Naira forward contracts surged to a record as traders anticipated Nigeria’s central bank will devalue the currency as part of a new foreign-exchange policy.

Governor Godwin Emefiele will announce the new policy on Wednesday afternoon in Abuja, the capital, according to Isaac Okorafor, a central bank spokesman. The governor will make the announcement at a press conference starting at 1:30 p.m., according to an invitation from the Central Bank of Nigeria. The event will be televised, Okorafor said.

Twelve-month non-deliverable naira forward contracts surged 5.7 percent to a record 360 per dollar as of 8:04 a.m. in Lagos, suggesting traders see the currency weakening to near that level. Three-month forward contracts climbed 3.6 percent to 315 per dollar, also a record.

Emefiele has faced calls for more than a year to devalue the currency, as other oil exporters from Russia to Kazakhstan and Angola have done, amid a rout in crude prices since mid-2014 to around $50 a barrel. Investment into Nigeria has shriveled as foreigners are put off by capital controls needed to defend the currency’s peg of 197-199 per dollar, while local businesses have struggled to import raw materials and equipment.

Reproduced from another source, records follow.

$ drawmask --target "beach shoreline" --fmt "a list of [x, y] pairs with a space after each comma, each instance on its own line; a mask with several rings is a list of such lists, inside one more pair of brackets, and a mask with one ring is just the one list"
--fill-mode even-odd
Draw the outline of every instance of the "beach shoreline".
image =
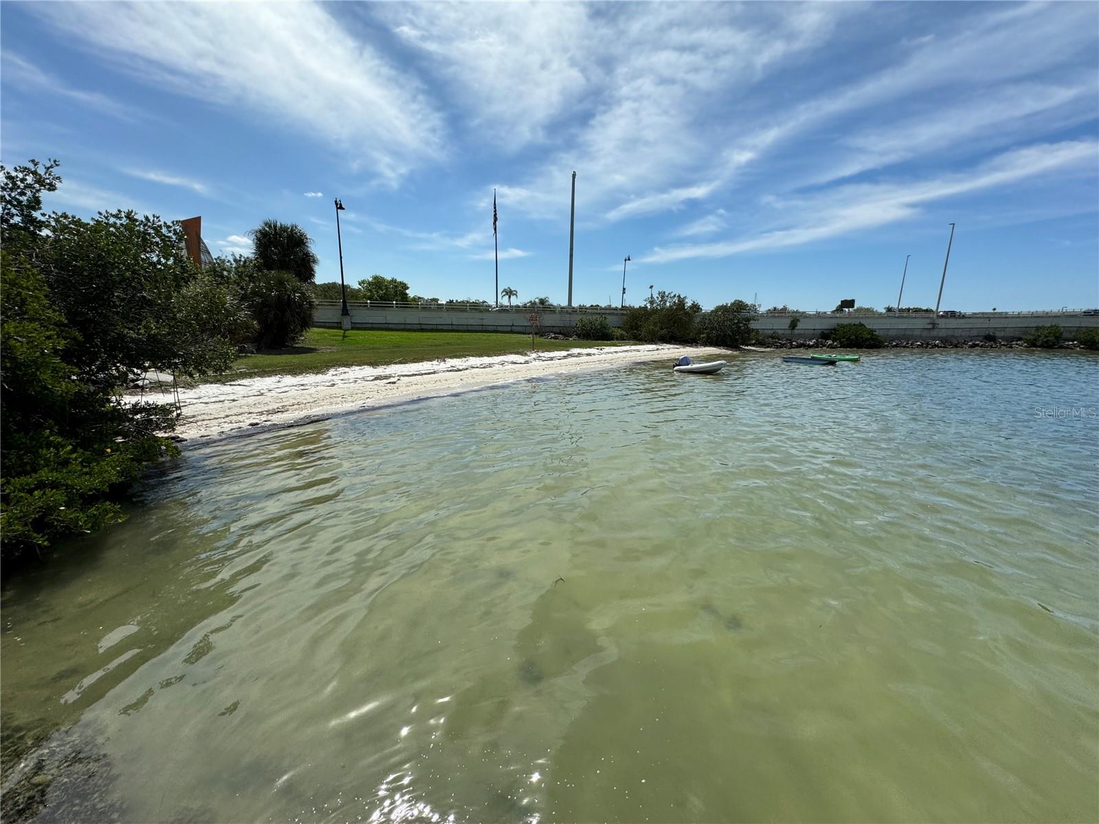
[[[179, 390], [182, 415], [177, 439], [209, 443], [334, 415], [436, 398], [515, 380], [591, 369], [735, 353], [714, 347], [648, 344], [563, 352], [424, 360], [388, 366], [354, 366], [306, 375], [271, 375]], [[145, 393], [146, 401], [171, 402], [171, 396]]]

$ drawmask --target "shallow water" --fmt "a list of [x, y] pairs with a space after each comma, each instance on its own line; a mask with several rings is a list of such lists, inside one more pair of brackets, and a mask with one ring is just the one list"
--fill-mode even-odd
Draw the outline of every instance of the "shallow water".
[[1099, 820], [1097, 378], [741, 355], [190, 445], [5, 582], [5, 803]]

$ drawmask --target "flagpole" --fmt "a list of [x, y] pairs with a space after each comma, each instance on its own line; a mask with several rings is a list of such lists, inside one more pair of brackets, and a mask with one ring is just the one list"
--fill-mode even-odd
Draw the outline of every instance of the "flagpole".
[[496, 259], [496, 299], [497, 308], [500, 305], [500, 242], [496, 236], [496, 189], [492, 190], [492, 254]]

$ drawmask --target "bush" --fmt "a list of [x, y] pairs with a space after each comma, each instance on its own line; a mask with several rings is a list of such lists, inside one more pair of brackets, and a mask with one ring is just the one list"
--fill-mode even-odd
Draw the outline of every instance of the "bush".
[[837, 323], [828, 339], [850, 349], [877, 349], [885, 338], [865, 323]]
[[743, 300], [722, 303], [695, 321], [695, 334], [706, 346], [743, 346], [752, 341], [755, 308]]
[[244, 293], [256, 322], [256, 346], [281, 349], [296, 344], [313, 325], [317, 302], [306, 283], [288, 271], [258, 272]]
[[610, 341], [611, 325], [604, 315], [586, 315], [573, 326], [573, 334], [581, 341]]
[[1034, 331], [1023, 336], [1023, 343], [1036, 349], [1056, 349], [1061, 346], [1061, 326], [1051, 323], [1048, 326], [1035, 326]]
[[1099, 349], [1099, 329], [1086, 329], [1076, 336], [1076, 343], [1085, 349]]
[[659, 291], [646, 305], [631, 309], [622, 329], [630, 338], [645, 343], [695, 343], [695, 316], [701, 309], [681, 294]]

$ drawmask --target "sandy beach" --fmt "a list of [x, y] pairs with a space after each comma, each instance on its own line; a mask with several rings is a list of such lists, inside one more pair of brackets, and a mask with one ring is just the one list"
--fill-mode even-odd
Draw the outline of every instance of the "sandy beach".
[[[203, 383], [179, 391], [182, 417], [176, 434], [187, 439], [252, 434], [334, 414], [533, 377], [651, 360], [664, 360], [670, 368], [681, 355], [696, 360], [728, 359], [732, 353], [666, 344], [608, 346], [356, 366], [312, 375], [274, 375], [229, 383]], [[145, 399], [170, 402], [170, 394], [146, 393]]]

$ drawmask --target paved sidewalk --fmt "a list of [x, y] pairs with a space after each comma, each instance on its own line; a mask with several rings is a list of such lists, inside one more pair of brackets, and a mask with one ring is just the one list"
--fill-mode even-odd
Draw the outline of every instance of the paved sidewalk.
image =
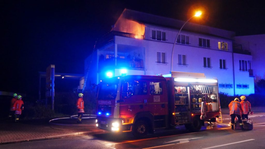
[[[249, 115], [249, 118], [265, 116], [265, 107], [253, 107], [252, 109], [254, 114]], [[228, 108], [222, 108], [222, 112], [223, 120], [231, 119]], [[19, 123], [0, 122], [0, 144], [107, 133], [96, 128], [95, 119], [83, 119], [82, 123], [80, 124], [77, 124], [74, 119], [52, 122], [64, 125], [50, 124], [50, 120], [47, 119], [22, 120]]]

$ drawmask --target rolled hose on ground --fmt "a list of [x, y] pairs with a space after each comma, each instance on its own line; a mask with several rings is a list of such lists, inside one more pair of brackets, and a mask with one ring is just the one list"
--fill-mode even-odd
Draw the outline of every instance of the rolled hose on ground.
[[[52, 121], [56, 120], [60, 120], [62, 119], [77, 119], [77, 117], [75, 117], [75, 116], [77, 116], [78, 115], [73, 115], [68, 117], [62, 117], [61, 118], [57, 118], [51, 120], [49, 121], [49, 123], [54, 125], [64, 125], [68, 126], [94, 126], [95, 125], [88, 125], [88, 124], [59, 124], [52, 122], [51, 122]], [[96, 117], [95, 116], [96, 116], [95, 115], [91, 115], [90, 114], [83, 114], [83, 116], [89, 116], [89, 117], [82, 117], [82, 119], [91, 119], [91, 118], [95, 118]]]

Analysts including those at Renaissance Capital Ltd. have said they expect the central bank to allow the naira to weaken in the interbank market, while allocating dollars at a fixed, subsidized rate to industries the government deems strategic. The central bank may also reinstate a minimum holding period for foreign investors buying naira bonds, according to a person who attended a meeting between Emefiele and bankers on June 9.

Emefiele said last month the central bank would implement a “flexible” exchange-rate policy to help alleviate a dollar shortage that has strangled the economy.